Cross-organ sensitization between the prostate and bladder in an experimental rat model of lipopolysaccharide (LPS)-induced chronic pelvic pain syndrome


Aydogdu O., UYAR GÖÇÜN F. P., Aronsson P., Carlsson T., Winder M.

BMC UROLOGY, cilt.21, sa.1, 2021 (SCI-Expanded) identifier identifier identifier

  • Yayın Türü: Makale / Tam Makale
  • Cilt numarası: 21 Sayı: 1
  • Basım Tarihi: 2021
  • Doi Numarası: 10.1186/s12894-021-00882-9
  • Dergi Adı: BMC UROLOGY
  • Derginin Tarandığı İndeksler: Science Citation Index Expanded (SCI-EXPANDED), Scopus, CINAHL, EMBASE, MEDLINE, Directory of Open Access Journals
  • Anahtar Kelimeler: Lipopolysaccharide (LPS), CPPS, Prostate, Bladder, LUTS, Overactive bladder, INFLAMMATION, CYSTITIS, RELEASE, MEN
  • Gazi Üniversitesi Adresli: Evet

Özet

Background The aim of the current study was to investigate the effects of chronic prostatitis/chronic pelvic pain syndrome (CP/CPPS) on bladder function via prostate-to-bladder cross-sensitization in a rat model of lipopolysaccharide (LPS)-induced prostate inflammation.
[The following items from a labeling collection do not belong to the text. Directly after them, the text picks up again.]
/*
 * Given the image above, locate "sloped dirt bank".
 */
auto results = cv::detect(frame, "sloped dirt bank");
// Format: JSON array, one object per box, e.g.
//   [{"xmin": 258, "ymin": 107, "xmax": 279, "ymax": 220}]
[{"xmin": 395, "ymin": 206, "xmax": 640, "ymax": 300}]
Methods Male rats were intraprostatically injected with LPS or saline, serving as control. Micturition parameters were examined in a metabolic cage 10 or 14 days later. Subsequently, to evaluate bladder function, cystometry was performed. Micturition cycles were induced by saline infusion and cholinergic and purinergic contractile responses were measured by intravenous injection with methacholine and ATP, respectively. Thereafter, the prostate and bladder were excised and assessed histopathologically for possible inflammatory changes. Results Metabolic cage experiments showed increased urinary frequency in rats with LPS-induced CP/CPPS. Cystometry showed a significant increase in the number of non-voiding contractions, longer voiding time and lower compliance in CP/CPPS animals compared to controls. Induction of CP/CPPS led to significantly reduced cholinergic and purinergic bladder contractile responses. Histopathological analysis demonstrated prostatic inflammation in CP/CPPS animals. There were no significant differences between the groups regarding the extent or the grade of bladder inflammation. Prostate weight was not significantly different between the groups. Conclusions The present study shows that prostate-to-bladder cross-sensitization can be triggered by an infectious focus in the prostate, giving rise to bladder overactivity and alterations in both afferent and efferent signalling. Future studies are required to fully understand the underlying mechanisms.